American judge (1903–1974)

Edward W. Scruggs (June 14, 1903 – April 17, 1974) was a justice of the Arizona Supreme Court from August 5, 1964 to January 4, 1965. Scruggs served the third shortest tenure in the court's history.

Scruggs was born in Albuquerque, New Mexico Territory and moved to Tucson with his parents as a child. Scruggs first worked as a laborer for the local railroad express company and in an automobile garage. Obtaining training as a stenographer, Scruggs found work with the U.S. immigration service in Tucson and then started working for the federal district court. Scruggs was admitted to the Arizona bar in 1933.

Scruggs served as clerk of the United States District Court in Arizona from 1936 until January 1946, serving under Judges W. H. Sawtelle, Fred C. Jacobs, Albert M. Sames, David Ling, and Howard Speakman. After leaving the federal court clerk, Scruggs started his own law practice in Tucson.

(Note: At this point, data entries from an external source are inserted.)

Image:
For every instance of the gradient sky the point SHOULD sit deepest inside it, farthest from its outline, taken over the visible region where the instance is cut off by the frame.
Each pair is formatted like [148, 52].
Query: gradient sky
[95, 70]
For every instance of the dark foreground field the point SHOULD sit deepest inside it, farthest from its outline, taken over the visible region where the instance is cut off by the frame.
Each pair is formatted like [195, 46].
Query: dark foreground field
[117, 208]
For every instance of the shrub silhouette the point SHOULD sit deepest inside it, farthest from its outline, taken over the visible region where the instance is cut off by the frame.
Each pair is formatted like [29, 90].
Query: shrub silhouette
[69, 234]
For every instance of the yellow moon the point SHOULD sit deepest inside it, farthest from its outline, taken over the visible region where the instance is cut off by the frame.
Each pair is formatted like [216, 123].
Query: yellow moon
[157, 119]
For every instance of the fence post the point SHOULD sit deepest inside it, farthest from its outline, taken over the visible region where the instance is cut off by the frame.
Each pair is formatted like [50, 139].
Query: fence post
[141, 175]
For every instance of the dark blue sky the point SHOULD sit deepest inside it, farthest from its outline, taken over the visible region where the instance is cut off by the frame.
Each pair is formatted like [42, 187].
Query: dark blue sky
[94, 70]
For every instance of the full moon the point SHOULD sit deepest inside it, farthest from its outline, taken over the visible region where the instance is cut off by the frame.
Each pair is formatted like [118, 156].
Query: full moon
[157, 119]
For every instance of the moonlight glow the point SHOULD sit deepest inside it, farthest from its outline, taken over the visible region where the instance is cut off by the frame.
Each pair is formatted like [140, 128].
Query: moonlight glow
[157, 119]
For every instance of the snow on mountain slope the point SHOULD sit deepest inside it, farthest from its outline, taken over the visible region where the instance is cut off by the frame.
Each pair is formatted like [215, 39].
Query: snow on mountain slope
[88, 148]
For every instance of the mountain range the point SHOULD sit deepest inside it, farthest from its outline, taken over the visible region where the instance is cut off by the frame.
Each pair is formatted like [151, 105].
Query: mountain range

In 1947, Scruggs was a Republican candidate for the Tucson city council, campaigning for "larger fire and police departments, more street paving, adequate water and sewer systems, and many other Improvements."

In 1953, Scruggs was the United States Attorney for the District of Arizona.

Governor Paul Fannin appointed Scruggs to fill the vacancy created by the resignation of Renz L. Jennings. Jennings retired to seek the Democratic nomination for U. S. senator. Scruggs sought reelection but faced former Senator and Governor Ernest McFarland who defeated Scruggs in the election.

Scruggs later became a special counsel to the Pima County Attorney's Office. He died in Tucson on April 17, 1974.